Dada la recurrencia del voyerismo en su obra –recordemos las imágenes de espionaje a los súcubos de Swimming Pool y Joven y bella–, no es difícil pensar que Ozon es aliado de Claude García (Ernst Umhauer), un joven estudiante del Liceo Gustave Flaubert, que encuentra un mentor y, más adelante, un rival en su profesor de literatura, el nabokovianamente llamado Germain Germain (Fabrice Luchini). Claude disfruta de introducirse a la casa de su compañero Rapha Artole (Bastien Ughetto) para observarlos a él y a su familia y después escribir sarcásticos relatos donde enfatiza su insatisfacción con su propia pobreza y la ausencia de su madre, características opuestas a la aparente felicidad de los Artole, en cuya casa cabe varias veces la suya. Estos esbozos se convierten en una obsesión para su profesor, audiencia y crítico, quien comienza a transgredir su ética profesional con tal de leer más y satisfacer así su necesidad de crear ya no literatura, para lo cual es inepto, sino al mesías literato.

La relación entre Pigmalión y Galatea, el creador y su obra, se establece entre Germain y Claude, y Claude y sus textos, como una progresión perversa que se apodera de los Artole, hasta el punto en que dejan de existir por su cuenta para convertirse en personajes manipulables. Ozon expresa, con esta degeneración del hombre a nombre, que el personaje no es algo que se recoja de la vida, sino que se fabrica por completo aun ante el peligro de distorsionar la realidad. La ficción es ilusión, peligro, mentira que embota y distrae. Ozon pareciera tomar la bandera de Jeanne (Kristin Scott Thomas), la esposa de Germain, cuando ésta asegura que la literatura no enseña nada; que cuando Mark Chapman mató a John Lennon, se inspiró en El guardián entre el centeno. Germain guarda silencio sin considerar a Chapman un lector bruto, incapaz de entender la ironía de J.D. Salinger. El gran defensor de los clásicos es vencido por una mujer a quien no le respeta su pasión por el arte abstracto, incluso irrisorio, que vende en una galería. Pero si, según el tono que impone el director, tanto las muñecas inflables con cara de dictador de Jeanne como los grandes autores que Germain admira son irrelevantes, la razón la lleva el explosivo adolescente.

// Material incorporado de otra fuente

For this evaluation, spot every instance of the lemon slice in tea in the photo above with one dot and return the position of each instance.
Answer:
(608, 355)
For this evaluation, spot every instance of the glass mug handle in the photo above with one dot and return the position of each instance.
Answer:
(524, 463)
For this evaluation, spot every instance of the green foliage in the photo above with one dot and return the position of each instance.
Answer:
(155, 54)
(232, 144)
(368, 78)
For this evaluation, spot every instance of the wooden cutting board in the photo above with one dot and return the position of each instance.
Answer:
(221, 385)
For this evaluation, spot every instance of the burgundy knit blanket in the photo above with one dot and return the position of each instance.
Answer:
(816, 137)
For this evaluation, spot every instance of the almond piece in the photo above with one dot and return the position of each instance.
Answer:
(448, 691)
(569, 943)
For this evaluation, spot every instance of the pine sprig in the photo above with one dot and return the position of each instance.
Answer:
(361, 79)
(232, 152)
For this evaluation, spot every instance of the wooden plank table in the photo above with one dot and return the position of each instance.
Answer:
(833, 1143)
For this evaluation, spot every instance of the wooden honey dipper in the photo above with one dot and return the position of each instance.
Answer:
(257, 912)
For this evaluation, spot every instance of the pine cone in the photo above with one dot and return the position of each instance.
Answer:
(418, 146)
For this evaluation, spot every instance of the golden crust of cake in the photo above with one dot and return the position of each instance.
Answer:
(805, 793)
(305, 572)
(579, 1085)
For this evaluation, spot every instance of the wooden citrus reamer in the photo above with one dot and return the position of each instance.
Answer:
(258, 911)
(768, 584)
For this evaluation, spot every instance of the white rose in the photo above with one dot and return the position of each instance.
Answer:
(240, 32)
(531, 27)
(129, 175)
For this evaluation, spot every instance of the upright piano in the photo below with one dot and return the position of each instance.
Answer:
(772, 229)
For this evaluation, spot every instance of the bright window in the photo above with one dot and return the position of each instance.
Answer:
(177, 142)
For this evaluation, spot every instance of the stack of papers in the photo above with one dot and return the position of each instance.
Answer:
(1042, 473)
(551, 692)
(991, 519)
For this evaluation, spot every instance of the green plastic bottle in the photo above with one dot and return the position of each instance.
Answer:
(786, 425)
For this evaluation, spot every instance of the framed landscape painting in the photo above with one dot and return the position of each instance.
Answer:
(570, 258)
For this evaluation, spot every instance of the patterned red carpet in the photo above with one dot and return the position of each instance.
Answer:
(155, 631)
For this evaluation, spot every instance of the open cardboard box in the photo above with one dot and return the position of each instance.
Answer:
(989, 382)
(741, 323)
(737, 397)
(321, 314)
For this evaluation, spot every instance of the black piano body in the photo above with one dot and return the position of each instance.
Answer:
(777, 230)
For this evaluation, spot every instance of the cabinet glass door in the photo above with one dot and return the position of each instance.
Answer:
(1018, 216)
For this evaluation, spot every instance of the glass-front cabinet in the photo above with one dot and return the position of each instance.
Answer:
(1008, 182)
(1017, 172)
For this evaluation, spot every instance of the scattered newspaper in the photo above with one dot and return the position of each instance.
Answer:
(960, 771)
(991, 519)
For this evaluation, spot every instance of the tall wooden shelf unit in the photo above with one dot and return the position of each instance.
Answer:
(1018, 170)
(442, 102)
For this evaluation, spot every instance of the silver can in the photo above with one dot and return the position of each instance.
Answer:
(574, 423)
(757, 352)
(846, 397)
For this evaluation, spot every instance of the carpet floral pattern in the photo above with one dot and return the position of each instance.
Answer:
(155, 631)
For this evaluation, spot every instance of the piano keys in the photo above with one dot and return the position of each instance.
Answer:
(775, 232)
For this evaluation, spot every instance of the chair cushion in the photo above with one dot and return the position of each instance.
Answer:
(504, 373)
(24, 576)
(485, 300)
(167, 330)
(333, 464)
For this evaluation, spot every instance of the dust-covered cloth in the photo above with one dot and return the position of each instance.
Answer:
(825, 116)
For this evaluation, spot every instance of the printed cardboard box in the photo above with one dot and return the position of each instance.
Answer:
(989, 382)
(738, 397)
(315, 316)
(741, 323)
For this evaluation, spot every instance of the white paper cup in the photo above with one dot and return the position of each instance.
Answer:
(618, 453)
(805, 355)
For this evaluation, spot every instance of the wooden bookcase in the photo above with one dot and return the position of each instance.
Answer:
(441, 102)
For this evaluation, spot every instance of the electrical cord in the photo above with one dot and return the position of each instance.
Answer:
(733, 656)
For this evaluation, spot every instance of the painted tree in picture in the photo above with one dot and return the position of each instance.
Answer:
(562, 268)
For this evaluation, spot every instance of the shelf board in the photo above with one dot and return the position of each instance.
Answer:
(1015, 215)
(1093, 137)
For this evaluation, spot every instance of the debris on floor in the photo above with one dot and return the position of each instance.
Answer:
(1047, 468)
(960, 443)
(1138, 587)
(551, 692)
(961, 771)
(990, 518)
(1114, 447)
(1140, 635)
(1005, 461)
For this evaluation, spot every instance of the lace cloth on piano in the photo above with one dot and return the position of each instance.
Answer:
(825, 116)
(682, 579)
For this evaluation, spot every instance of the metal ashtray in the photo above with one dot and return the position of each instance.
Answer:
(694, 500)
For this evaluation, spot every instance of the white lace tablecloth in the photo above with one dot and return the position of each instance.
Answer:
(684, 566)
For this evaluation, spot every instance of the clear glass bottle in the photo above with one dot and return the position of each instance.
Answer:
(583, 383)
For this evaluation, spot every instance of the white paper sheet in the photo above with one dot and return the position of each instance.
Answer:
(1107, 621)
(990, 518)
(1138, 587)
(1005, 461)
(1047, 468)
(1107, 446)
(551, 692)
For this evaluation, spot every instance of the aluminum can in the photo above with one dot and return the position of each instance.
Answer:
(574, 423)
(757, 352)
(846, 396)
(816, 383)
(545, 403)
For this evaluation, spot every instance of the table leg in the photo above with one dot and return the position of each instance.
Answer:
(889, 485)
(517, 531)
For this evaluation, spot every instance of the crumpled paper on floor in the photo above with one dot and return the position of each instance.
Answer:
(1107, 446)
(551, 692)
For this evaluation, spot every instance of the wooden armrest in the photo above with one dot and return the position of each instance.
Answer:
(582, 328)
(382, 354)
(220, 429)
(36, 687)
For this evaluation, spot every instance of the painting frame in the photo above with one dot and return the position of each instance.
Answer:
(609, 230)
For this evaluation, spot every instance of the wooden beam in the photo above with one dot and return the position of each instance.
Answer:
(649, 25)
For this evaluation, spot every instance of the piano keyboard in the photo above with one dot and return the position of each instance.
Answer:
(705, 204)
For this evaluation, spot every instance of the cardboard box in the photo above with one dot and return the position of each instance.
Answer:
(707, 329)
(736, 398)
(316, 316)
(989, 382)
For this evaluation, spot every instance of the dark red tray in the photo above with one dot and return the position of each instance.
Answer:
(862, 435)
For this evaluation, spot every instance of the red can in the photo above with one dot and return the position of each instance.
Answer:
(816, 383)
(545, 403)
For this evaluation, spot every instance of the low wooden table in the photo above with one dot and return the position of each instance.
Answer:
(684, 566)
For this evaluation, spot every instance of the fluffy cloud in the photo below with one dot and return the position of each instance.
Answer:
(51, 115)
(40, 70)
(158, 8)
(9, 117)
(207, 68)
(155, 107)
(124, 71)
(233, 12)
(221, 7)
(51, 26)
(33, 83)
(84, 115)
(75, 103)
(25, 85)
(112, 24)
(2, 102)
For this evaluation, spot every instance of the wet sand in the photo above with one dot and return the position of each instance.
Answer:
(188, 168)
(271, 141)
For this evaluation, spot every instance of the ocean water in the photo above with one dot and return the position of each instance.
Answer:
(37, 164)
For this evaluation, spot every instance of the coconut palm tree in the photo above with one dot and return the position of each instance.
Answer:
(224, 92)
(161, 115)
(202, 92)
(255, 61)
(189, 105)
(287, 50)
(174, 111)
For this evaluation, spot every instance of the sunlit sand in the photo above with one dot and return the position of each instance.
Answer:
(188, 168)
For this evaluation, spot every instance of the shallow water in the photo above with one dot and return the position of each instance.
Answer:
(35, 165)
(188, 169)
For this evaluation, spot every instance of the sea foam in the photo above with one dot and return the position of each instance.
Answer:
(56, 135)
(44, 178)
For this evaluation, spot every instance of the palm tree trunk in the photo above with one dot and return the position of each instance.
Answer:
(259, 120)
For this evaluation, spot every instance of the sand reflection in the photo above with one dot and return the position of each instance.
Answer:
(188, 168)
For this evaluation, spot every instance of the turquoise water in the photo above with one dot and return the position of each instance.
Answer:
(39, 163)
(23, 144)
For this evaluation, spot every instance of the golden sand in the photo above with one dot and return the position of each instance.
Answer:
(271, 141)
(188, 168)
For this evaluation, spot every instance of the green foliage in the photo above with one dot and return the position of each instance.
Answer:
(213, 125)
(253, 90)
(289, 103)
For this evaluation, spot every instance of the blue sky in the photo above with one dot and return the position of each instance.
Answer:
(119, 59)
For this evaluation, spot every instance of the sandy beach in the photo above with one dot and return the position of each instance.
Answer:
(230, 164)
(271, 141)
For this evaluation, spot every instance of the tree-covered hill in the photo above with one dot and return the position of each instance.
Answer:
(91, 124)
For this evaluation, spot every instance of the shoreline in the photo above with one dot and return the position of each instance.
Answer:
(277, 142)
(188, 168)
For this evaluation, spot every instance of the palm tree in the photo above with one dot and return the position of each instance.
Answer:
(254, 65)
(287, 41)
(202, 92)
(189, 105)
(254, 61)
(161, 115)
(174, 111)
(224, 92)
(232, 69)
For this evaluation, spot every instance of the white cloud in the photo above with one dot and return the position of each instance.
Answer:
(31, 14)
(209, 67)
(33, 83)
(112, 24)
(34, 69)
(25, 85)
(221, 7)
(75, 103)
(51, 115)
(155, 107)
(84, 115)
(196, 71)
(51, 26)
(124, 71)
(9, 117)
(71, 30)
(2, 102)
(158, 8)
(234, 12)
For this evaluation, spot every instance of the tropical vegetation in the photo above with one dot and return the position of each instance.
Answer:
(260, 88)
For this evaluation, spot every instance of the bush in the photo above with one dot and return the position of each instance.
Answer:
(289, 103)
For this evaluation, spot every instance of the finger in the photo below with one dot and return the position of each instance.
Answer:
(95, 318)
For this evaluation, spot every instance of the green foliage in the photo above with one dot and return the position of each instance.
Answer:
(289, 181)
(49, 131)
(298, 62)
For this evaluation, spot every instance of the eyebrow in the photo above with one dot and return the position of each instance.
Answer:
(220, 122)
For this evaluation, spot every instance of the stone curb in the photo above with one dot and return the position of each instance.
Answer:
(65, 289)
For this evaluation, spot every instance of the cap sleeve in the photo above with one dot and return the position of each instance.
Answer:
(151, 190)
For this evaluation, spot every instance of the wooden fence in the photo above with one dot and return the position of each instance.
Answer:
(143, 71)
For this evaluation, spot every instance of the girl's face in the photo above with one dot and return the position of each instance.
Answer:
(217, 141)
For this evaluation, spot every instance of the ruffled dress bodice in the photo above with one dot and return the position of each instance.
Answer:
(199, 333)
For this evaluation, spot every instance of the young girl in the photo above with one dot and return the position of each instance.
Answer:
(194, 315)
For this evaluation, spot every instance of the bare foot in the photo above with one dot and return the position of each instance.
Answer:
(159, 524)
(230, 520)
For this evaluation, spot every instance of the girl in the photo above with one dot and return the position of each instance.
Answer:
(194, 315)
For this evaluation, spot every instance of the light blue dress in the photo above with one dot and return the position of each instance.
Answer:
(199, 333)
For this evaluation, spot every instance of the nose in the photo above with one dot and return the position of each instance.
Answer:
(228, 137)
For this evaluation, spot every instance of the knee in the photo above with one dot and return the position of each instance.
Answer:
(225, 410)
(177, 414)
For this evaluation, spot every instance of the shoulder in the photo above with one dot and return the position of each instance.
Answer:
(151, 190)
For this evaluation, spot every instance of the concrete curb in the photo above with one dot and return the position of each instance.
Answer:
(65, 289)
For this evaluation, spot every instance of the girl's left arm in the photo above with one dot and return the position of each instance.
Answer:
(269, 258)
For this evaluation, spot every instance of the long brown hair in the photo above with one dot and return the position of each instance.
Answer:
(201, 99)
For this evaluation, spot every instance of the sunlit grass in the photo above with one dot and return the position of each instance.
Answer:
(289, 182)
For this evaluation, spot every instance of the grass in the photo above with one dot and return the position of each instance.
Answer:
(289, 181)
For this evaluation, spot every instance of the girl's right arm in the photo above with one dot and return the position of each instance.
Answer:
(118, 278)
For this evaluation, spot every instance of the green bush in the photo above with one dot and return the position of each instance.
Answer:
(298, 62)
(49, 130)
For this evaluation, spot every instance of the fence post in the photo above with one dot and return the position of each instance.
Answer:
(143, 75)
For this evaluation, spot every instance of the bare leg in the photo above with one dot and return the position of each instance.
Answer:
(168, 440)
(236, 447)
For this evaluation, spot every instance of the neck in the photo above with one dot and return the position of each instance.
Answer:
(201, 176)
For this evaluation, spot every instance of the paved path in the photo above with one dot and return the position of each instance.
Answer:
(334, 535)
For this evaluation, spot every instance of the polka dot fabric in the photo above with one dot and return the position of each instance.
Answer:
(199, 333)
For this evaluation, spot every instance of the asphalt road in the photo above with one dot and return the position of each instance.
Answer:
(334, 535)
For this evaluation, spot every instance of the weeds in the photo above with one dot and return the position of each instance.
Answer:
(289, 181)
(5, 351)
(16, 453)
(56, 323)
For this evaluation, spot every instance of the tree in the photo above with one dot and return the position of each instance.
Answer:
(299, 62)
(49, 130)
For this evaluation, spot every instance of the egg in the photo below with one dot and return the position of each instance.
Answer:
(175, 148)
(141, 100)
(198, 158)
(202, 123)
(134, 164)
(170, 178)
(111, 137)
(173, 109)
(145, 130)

En Claude, Ozon encuentra un hermano voyerista, obsesionado con historias extremas, al igual que él, pero también un vacío que crea una cacofonía intelectual. Cuando Germain insiste en la falta de dramatismo en la vida de Rapha Artole, a quien él insiste que le falta carácter, la película se convierte en una crítica de sí misma, pues lo mismo se puede decir de Claude, de quien un par de datos biográficos explican sus complejos de clase o su enamoramiento por la madre de Rapha, Esther (Emmanuelle Seigner), pero no su voyerismo. Claude es manipulador, relativamente sádico y soñador, lo cual nos da un carácter villano, estereotípico, pero lejos de lo real y lo verdadero en que Germain insiste para crear un personaje vivo. Su crítica y su obsesión con Claude construyen su caída.

Entonces el arte es inútil, incluso destructivo; el artista, voyeur; el crítico, fracasado, y el deseo creativo, resentimiento. Ozon expone una visión pesimista del arte, que se contradice con las grandes expectativas de la reunión final cuando todos estos vicios se juntan para crear en un solo cuadro un muestrario de posibilidad estética; la contemplación de un multifamiliar revela una mina de historias. La abundancia en incoherencia, típica de Ozon, provoca entretenimiento, sí, pero como discurso artístico es una justificación de mediocridad intelectual y de una intención perversa. Crear cine, según Ozon es exponer a los otros para deleitar al mirón, no una búsqueda de la belleza y la verdad, de la humanidad. Mientras cintas superiores como El fotógrafo del pánico (Peeping Tom, 1960) y Sucedió cerca de su casa (C’est arrivé près de chez vous, 1992) advierten de los peligros al confundir la ficción y la realidad, así como un pesimismo relacionado a la falta de vocación artística en los cineastas, En la casa es una acusación del arte como falacia, tal como lo percibe la tan acusada clase media de los Artole.